Effects of sowing date and seeding density on growth, yield and water use efficiency of ‘Xiaoyan 60’ wheat under rainfed condition

  • 摘要: 在旱作条件下, 探讨播期及播量对小麦新品系‘小偃60’群体性状、产量及水分利用的影响, 可为小麦适雨栽培提供技术依据。试验于2014—2015年在中国科学院南皮生态农业试验站进行, 自10月15日至11月14日, 每6 d设置一个播期, 共设6个播期(T1~T6), 设播量不变(B1)和逐期增加播量(B2)两个处理: B1为300 kg·hm-2, T1到T6播量相同; B2为随播期推迟播量逐期增加, 每推迟1 d增加7.5 kghm-2, 各播期的播量分别为300 kg·hm-2 (T1)、345 kg·hm-2 (T2)、390 kg·hm-2 (T3)、435 kg·hm-2 (T4)、480 kg·hm-2 (T5)和525 kg·hm-2 (T6), 研究了不同播期和播量下‘小偃60’群体性状、产量及水分利用的变化规律。试验结果表明: 1)随播期推迟, 出苗时间延长、生育期推迟, 全生育缩短; 播量对生育期无显著影响。2)随播期推迟, 出苗率和单株成穗数逐渐降低; 播量增加, 基本苗及穗数提高。3)随播期推迟, 株高和生物量降低; 播量增加, 生物量提高, 株高无显著变化。4)随播期推迟, 籽粒产量下降; 逐期增加播量后, 11月2日前籽粒产量可达6 600 kghm2以上且无显著差异。
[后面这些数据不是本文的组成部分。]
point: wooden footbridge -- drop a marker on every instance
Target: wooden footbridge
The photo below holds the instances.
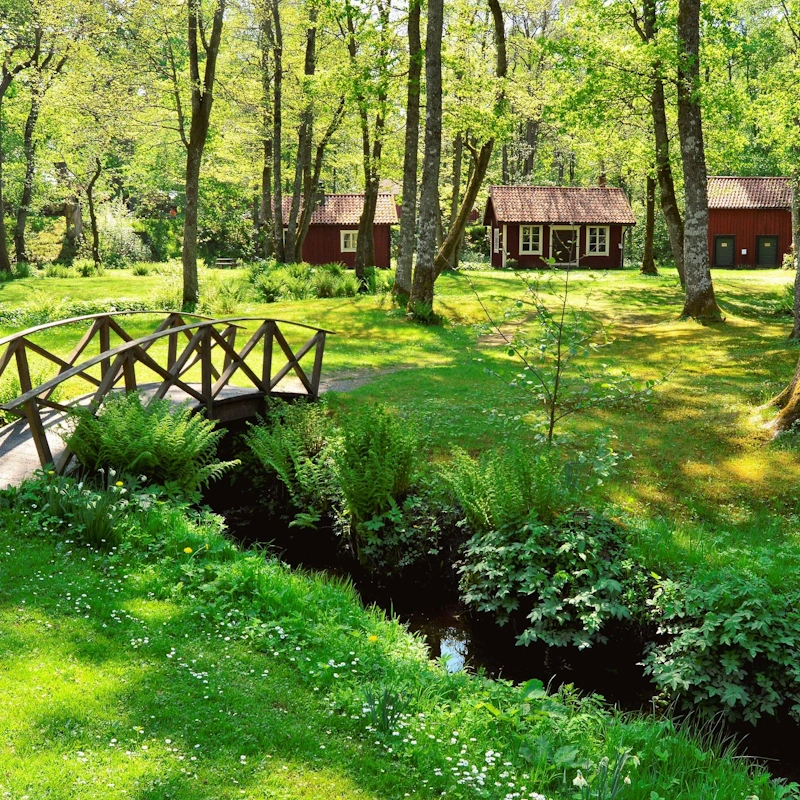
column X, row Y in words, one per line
column 185, row 358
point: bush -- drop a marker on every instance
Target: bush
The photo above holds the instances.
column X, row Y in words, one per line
column 732, row 645
column 560, row 584
column 375, row 463
column 508, row 487
column 295, row 446
column 119, row 244
column 167, row 444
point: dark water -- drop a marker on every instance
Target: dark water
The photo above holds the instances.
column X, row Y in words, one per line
column 429, row 604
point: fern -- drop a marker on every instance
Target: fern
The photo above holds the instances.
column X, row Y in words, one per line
column 164, row 442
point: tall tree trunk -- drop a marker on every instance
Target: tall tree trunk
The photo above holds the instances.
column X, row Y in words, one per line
column 700, row 301
column 666, row 183
column 421, row 300
column 648, row 261
column 92, row 214
column 458, row 157
column 312, row 184
column 29, row 148
column 408, row 211
column 305, row 135
column 202, row 100
column 274, row 34
column 267, row 218
column 796, row 252
column 446, row 255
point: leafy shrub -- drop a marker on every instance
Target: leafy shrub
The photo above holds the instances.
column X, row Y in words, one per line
column 58, row 271
column 560, row 584
column 168, row 444
column 295, row 445
column 508, row 487
column 86, row 268
column 732, row 645
column 375, row 462
column 140, row 269
column 120, row 246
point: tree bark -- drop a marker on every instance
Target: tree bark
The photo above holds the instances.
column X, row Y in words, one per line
column 274, row 33
column 669, row 203
column 305, row 135
column 648, row 261
column 92, row 215
column 446, row 255
column 29, row 149
column 408, row 211
column 796, row 253
column 700, row 301
column 421, row 300
column 202, row 100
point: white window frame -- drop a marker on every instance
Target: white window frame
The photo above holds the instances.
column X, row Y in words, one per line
column 589, row 229
column 575, row 228
column 530, row 251
column 344, row 235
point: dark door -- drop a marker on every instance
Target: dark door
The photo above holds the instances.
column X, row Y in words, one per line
column 724, row 249
column 565, row 245
column 767, row 248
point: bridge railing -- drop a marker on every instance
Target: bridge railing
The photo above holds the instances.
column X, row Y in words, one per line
column 189, row 344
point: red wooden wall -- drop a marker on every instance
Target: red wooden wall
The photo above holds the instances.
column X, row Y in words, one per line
column 746, row 225
column 323, row 245
column 612, row 261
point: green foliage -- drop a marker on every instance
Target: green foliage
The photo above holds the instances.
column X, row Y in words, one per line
column 375, row 463
column 168, row 444
column 295, row 445
column 560, row 583
column 120, row 246
column 731, row 646
column 64, row 507
column 507, row 486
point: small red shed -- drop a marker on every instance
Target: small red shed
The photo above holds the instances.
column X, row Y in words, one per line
column 581, row 226
column 333, row 232
column 749, row 221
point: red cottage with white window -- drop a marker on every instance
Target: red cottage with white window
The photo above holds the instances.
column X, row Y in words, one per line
column 581, row 226
column 332, row 234
column 749, row 221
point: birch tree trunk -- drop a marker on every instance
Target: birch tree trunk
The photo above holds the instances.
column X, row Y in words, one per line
column 421, row 300
column 648, row 261
column 700, row 301
column 408, row 211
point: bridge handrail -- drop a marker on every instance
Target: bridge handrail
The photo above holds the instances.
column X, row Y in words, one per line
column 12, row 337
column 106, row 355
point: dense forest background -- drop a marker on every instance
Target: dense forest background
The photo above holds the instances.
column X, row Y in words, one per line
column 107, row 124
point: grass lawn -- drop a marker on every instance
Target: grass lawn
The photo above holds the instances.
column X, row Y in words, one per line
column 104, row 658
5)若随播期推迟增加播量, 前4个播期产量、水分利用效率无显著变化, 皆达29 kghm2mm1以上。研究结果表明, ‘小偃60’是一个播期宽泛的品种, 随播期推迟产量下降, 但在一定播期范围内通过增加播量, 提高群体(穗数), 可以获得与适时播种相近的产量, 播量与播期推迟天数的理论关系为y=0.368 2x2+ 1.193 9x+316.7 (R2=0.983 9)。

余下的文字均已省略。